THE Bank of Namibia’s Monetary Policy Committee raised the repo rate by 25 basic points to 6.75% on 17 June, following the South African Reserve Bank’s 25 bps hike in May.
For Namibia, the decision was largely a response to South Africa, as a large negative interest-rate spread between the two countries could encourage capital outflows and place pressure on foreign reserves and the currency peg.
The broader reason behind the shift to a more restrictive monetary policy stance is the inflation risk created by the Middle East conflict.
Central banks are trying to get ahead of the shock before it becomes more broad-based and embedded in inflation expectations.
Even though higher rates cannot solve the supply-side issues driving the initial price pressure, they can dampen demand and help prevent a temporary oil-price shock from turning into a broader inflation problem.
However, there is a strong argument that both central banks may have moved too hastily.
The US Federal Reserve and the European Central Bank both kept rates unchanged.
The global backdrop has also shifted quickly in a more positive direction.
A United States-Iran peace framework now appears more realistic, with both sides expressing confidence in a deal, and oil prices have almost fallen back to pre-conflict levels.
If the agreement holds and shipping normalises, the inflation impulse that triggered the hikes could fade relatively quickly.
However, there will still be issues around global oil stockpiles even if peace were to hold, and peace is not a certainty.
Israel appears less committed to de-escalation, and continue to strike Hezbollah in Lebanon to disrupt proceedings.
That said, markets appear to expect conditions to normalise relatively rapidly.
This can be seen not only in the oil price, but also in South African interest-rate expectations.
South African interest-rate expectations can be seen through the FRA curve.
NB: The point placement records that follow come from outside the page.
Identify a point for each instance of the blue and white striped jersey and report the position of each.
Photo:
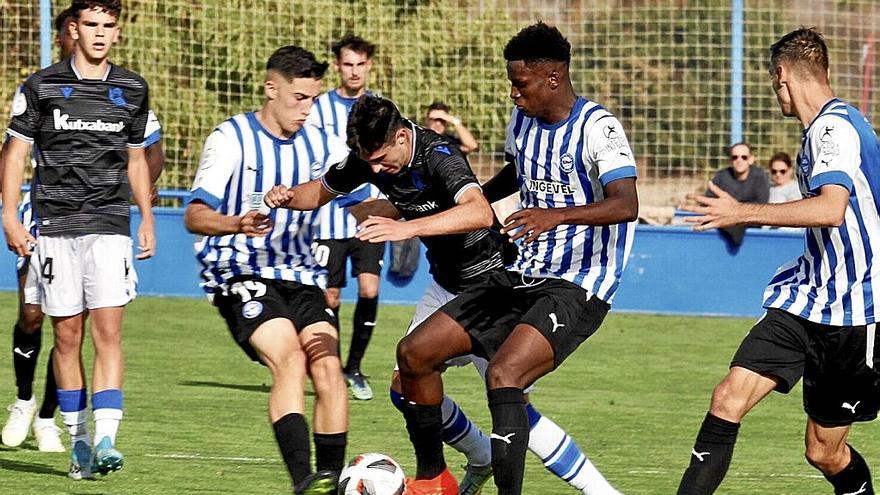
(240, 162)
(835, 282)
(330, 111)
(569, 164)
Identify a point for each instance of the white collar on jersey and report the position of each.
(79, 76)
(412, 151)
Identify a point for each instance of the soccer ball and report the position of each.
(371, 474)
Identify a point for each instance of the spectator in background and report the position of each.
(785, 188)
(743, 180)
(438, 119)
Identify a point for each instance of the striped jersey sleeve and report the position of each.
(835, 281)
(569, 164)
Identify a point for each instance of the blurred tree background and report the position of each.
(663, 66)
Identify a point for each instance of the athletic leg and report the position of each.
(26, 341)
(318, 340)
(421, 356)
(732, 399)
(842, 465)
(525, 356)
(278, 347)
(562, 456)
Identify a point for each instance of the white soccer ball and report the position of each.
(372, 474)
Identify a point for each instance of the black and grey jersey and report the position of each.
(81, 130)
(433, 182)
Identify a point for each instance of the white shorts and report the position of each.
(31, 291)
(84, 272)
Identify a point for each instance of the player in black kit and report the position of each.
(430, 184)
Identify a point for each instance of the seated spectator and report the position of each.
(438, 119)
(743, 180)
(785, 188)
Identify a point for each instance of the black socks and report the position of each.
(510, 438)
(710, 456)
(292, 435)
(425, 427)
A Forward Rate Agreement, (FRA), is a short-term interest-rate derivative that effectively shows where the market expects short-term interest rates to be in the future.
The chart shows that markets still expect one more rate hike before the end of the year, before cuts re-emerge in ‘27.
However if the peace deal does hold the latest hike may be all we see of its nature for the foreseeable future.
– Oliver Diggle is an economist at Cirrus.